In the process of raising fresh funds, ecommerce giant Flipkart is looking to start a buyback of employee stock options (ESOPs), which would result in employees cashing in on their stocks in the company. This would be the second major ESOP buyback for Flipkart in recent years. The company is said to planning a $125 Mn ESOP buyback in its upcoming funding round, which has been speculated for weeks now.
Ahead of a potential IPO next year, Flipkart is said to be in talks to raise $3 Bn from investors including SoftBank and several sovereign wealth funds. Flipkart’s previous buybacks in 2018 after the Walmart acquisition and then in 2019 had resulted in hundreds of employees turning into millionaires. The ecommerce platform claims to have 15,000 full-time employees in India. Its latest ESOP buyback will coincide with its upcoming round, according to a TOI report.

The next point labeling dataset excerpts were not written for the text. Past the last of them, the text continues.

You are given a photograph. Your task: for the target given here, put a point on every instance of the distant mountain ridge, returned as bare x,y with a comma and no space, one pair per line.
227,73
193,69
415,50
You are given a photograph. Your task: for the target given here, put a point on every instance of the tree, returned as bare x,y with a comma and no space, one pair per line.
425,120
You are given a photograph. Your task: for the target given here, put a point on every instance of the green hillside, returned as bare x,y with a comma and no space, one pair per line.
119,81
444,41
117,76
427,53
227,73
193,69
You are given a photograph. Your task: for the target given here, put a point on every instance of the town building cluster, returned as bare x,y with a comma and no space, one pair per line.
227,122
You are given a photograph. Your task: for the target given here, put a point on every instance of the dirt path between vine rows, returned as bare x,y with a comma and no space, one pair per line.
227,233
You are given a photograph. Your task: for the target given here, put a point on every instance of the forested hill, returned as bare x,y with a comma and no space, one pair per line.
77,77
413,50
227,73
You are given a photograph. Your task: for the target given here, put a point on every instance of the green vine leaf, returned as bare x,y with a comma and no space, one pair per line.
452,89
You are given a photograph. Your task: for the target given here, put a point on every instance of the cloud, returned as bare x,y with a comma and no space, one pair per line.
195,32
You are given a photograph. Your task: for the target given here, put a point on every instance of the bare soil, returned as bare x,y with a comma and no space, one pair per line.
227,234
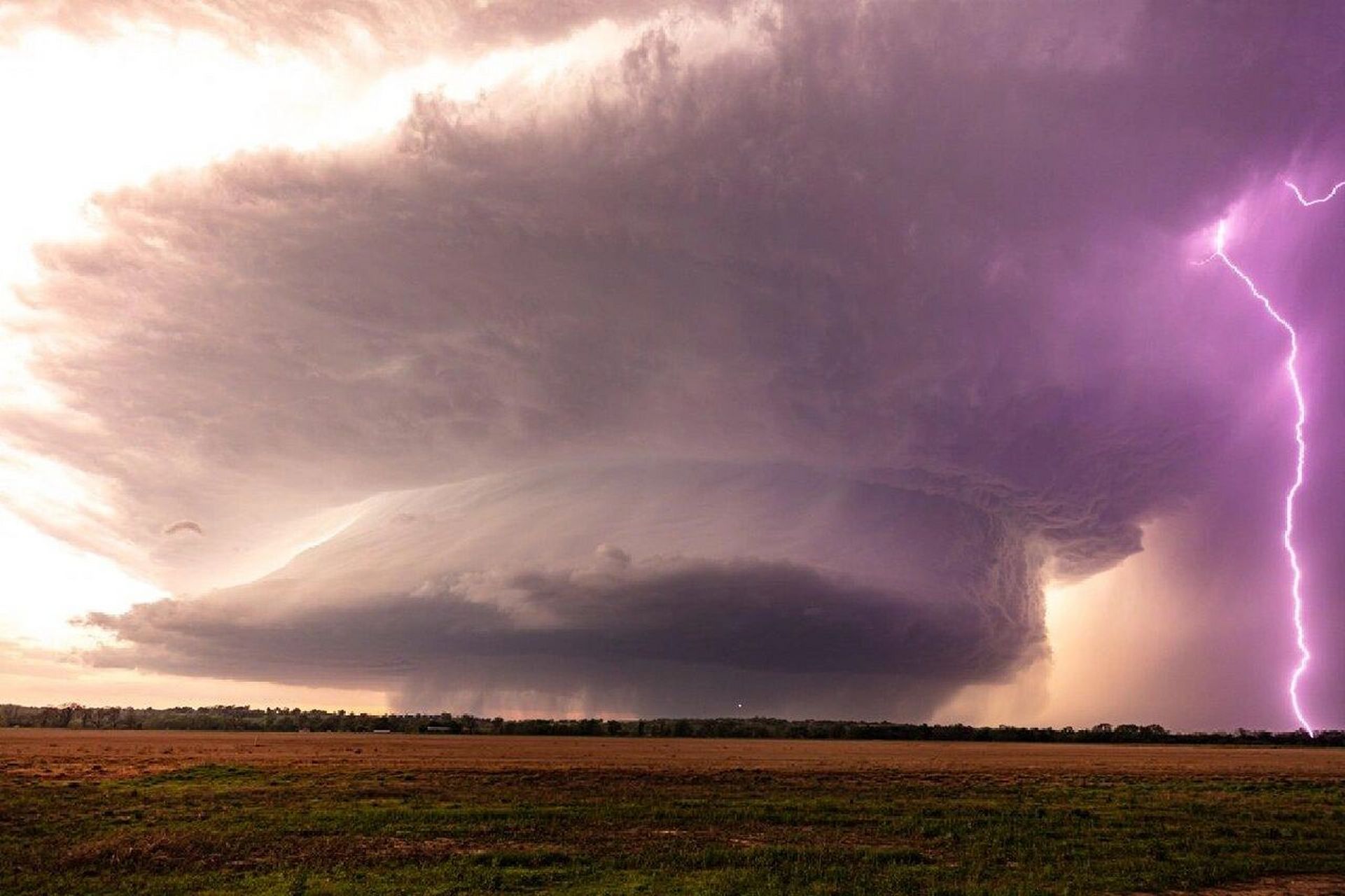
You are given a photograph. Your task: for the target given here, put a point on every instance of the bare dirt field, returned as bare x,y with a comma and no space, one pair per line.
116,754
151,811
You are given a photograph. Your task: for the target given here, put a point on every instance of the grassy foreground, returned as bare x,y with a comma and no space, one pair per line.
237,827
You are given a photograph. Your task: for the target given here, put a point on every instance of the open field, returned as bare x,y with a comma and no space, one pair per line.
186,813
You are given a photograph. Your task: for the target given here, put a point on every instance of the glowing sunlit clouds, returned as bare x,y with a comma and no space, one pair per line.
100,115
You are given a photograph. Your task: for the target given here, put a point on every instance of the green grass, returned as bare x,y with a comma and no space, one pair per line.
230,829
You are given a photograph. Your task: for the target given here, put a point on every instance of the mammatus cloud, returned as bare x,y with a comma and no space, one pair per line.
825,321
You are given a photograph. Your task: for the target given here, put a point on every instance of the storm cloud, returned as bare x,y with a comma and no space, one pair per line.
788,351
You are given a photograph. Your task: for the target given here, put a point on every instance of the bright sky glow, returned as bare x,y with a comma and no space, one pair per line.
115,113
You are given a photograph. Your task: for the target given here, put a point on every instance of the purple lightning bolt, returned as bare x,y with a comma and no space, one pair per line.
1305,657
1306,202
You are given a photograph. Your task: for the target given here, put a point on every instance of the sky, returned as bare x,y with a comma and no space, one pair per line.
622,357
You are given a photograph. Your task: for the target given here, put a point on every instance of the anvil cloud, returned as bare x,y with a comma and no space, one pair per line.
781,356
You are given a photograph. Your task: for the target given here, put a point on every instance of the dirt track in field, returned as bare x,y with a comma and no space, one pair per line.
113,754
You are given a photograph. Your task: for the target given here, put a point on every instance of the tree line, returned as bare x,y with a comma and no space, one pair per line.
276,719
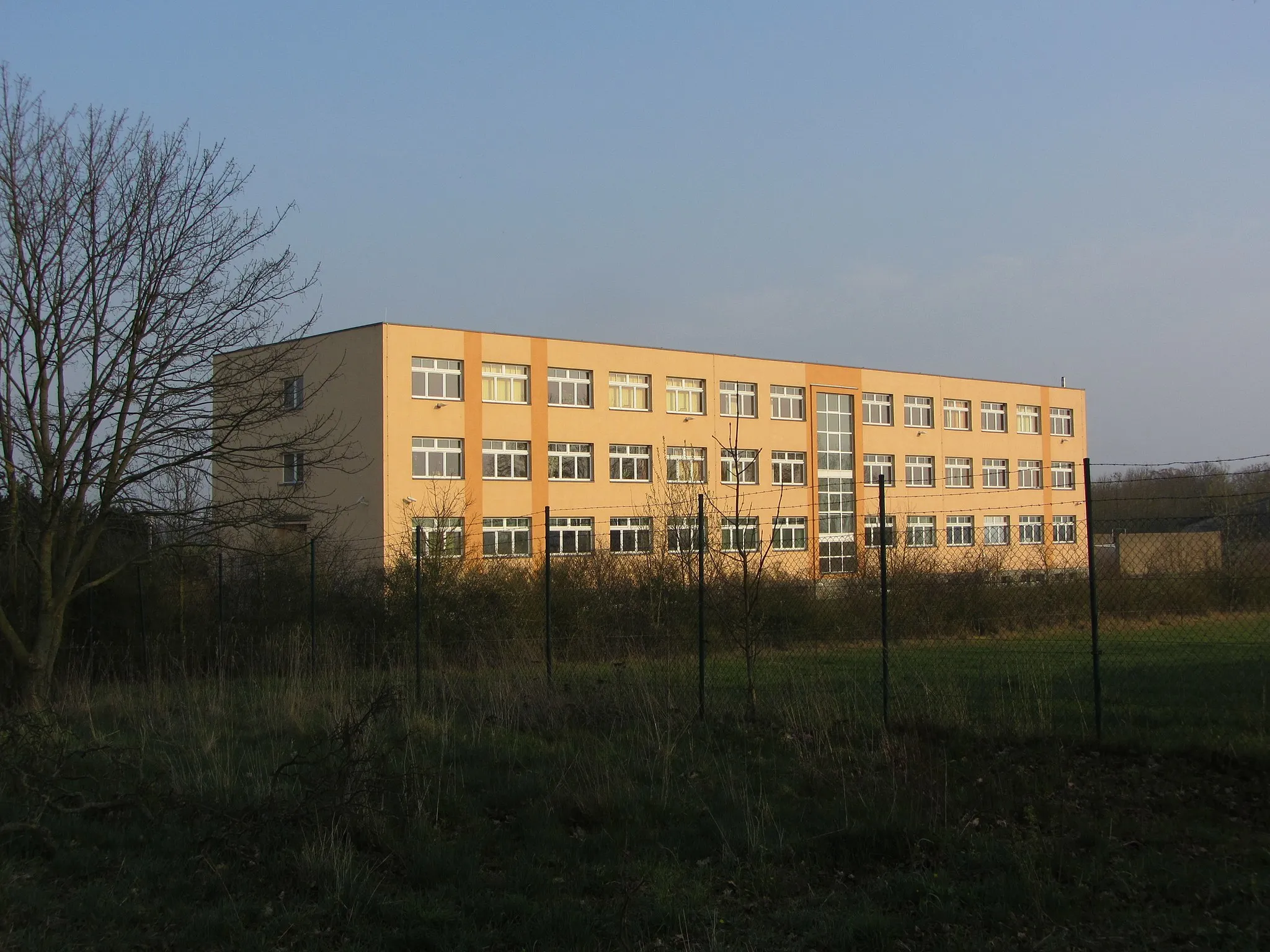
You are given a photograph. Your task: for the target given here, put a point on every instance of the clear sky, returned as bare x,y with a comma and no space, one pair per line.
998,190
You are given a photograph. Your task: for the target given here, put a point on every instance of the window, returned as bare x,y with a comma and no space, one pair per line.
436,459
435,379
996,474
873,537
685,465
957,414
293,392
957,472
685,395
876,409
629,391
959,530
1029,474
630,464
505,384
789,467
506,537
836,499
741,535
572,535
569,461
738,466
567,387
1062,475
1028,419
789,534
920,412
630,534
879,466
738,399
440,536
788,403
920,532
996,530
293,469
681,534
993,418
920,470
1060,421
505,460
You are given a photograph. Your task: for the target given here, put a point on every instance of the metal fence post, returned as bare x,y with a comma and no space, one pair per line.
886,620
701,606
418,615
1094,603
546,589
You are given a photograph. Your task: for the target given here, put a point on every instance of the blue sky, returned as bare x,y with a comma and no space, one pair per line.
1001,190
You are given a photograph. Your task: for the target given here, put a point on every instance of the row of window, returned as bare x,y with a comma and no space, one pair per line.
878,410
435,379
959,472
510,536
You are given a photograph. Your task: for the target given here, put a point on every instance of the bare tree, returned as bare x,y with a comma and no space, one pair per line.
125,270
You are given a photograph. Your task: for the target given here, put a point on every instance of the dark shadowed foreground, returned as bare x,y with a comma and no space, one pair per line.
337,814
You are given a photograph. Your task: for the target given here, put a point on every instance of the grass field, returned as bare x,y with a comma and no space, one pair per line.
333,813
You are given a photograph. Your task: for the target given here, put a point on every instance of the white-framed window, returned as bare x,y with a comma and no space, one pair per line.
572,535
1029,474
876,409
685,465
836,503
920,412
293,392
436,379
440,536
505,384
1061,423
918,470
293,469
685,395
681,534
739,534
629,391
996,474
569,462
504,536
992,416
1028,418
957,472
789,534
920,532
505,460
957,414
959,530
738,466
630,534
996,530
568,387
630,464
879,466
788,403
738,399
873,536
1062,475
789,467
436,459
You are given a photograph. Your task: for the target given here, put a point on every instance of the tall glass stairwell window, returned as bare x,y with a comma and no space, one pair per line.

Flipkart is reported to be in advanced stages of discussions with ADQ, formerly known as Abu Dhabi Developmental Holding Company, for a mega $400Mn-$500 Mn investment, as part of its upcoming funding round. The round, which would value Flipkart at roughly $35 Bn-$40 Bn, is expected to be concluded in the next few weeks, with SoftBank leading the round.

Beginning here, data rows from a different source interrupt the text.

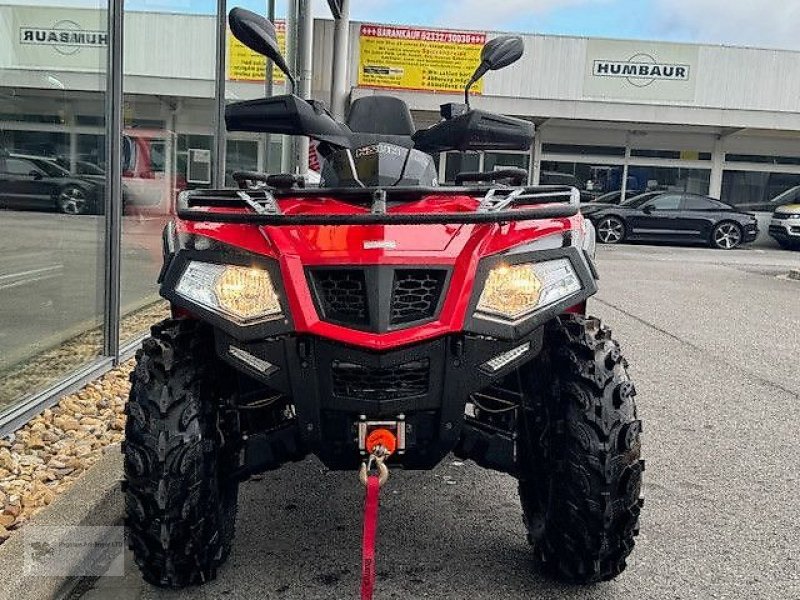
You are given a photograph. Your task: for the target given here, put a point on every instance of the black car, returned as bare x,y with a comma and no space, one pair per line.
37,183
615,197
673,216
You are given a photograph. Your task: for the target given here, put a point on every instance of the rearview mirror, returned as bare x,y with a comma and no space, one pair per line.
498,53
258,34
502,51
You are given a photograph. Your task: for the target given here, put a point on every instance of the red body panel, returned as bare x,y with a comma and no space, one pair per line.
459,246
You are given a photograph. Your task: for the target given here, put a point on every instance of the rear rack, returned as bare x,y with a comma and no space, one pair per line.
497,205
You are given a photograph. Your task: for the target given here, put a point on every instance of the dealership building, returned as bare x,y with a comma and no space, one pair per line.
610,114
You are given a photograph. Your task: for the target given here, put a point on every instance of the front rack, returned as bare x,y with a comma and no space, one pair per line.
496,206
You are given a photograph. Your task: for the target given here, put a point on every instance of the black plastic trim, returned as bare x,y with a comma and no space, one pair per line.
435,418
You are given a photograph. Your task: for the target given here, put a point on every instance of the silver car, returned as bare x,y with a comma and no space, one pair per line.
785,225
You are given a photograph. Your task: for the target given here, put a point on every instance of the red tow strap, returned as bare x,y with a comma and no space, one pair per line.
368,544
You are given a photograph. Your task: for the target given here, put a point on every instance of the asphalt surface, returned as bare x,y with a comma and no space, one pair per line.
51,277
713,339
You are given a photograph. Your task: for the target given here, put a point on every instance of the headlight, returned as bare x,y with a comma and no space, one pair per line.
243,293
513,291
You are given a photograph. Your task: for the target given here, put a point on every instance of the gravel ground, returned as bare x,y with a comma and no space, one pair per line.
44,458
48,366
713,345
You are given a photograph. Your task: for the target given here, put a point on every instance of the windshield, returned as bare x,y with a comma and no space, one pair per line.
51,169
379,165
786,197
637,201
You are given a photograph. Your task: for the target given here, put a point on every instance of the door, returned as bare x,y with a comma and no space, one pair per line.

The Bengaluru-based ecommerce giant is targeting a valuation of $40 Bn with this round and is in discussions with Singapore’s GIC, the Canada Pension Plan Investment Board and the Abu Dhabi Investment Authority. After exiting Flipkart in 2018, Japanese conglomerate SoftBank is in talks to invest $700 Mn in the ecommerce marketplace.
Flipkart’s stock options are usually granted over a four-year period, with employees vesting them every month after a one-year threshold. In May 2019, Flipkart issued $100 Mn (INR 700 Cr) worth ESOPs for its senior and middle-level staff across Flipkart and Myntra in a move to hold onto its key talent. After the Walmart acquisition in 2018, Flipkart employees were able to sell 50% of their vested ESOPs.
At the time, current employees were allowed to sell 50% of their vested options at the close of the deal and former employees were given a chance to liquidate 30% of the vested shares. Employees were told they could liquidate 25% each in the second and third year after the close of the deal. The transaction price was in the range of $125-129 per option.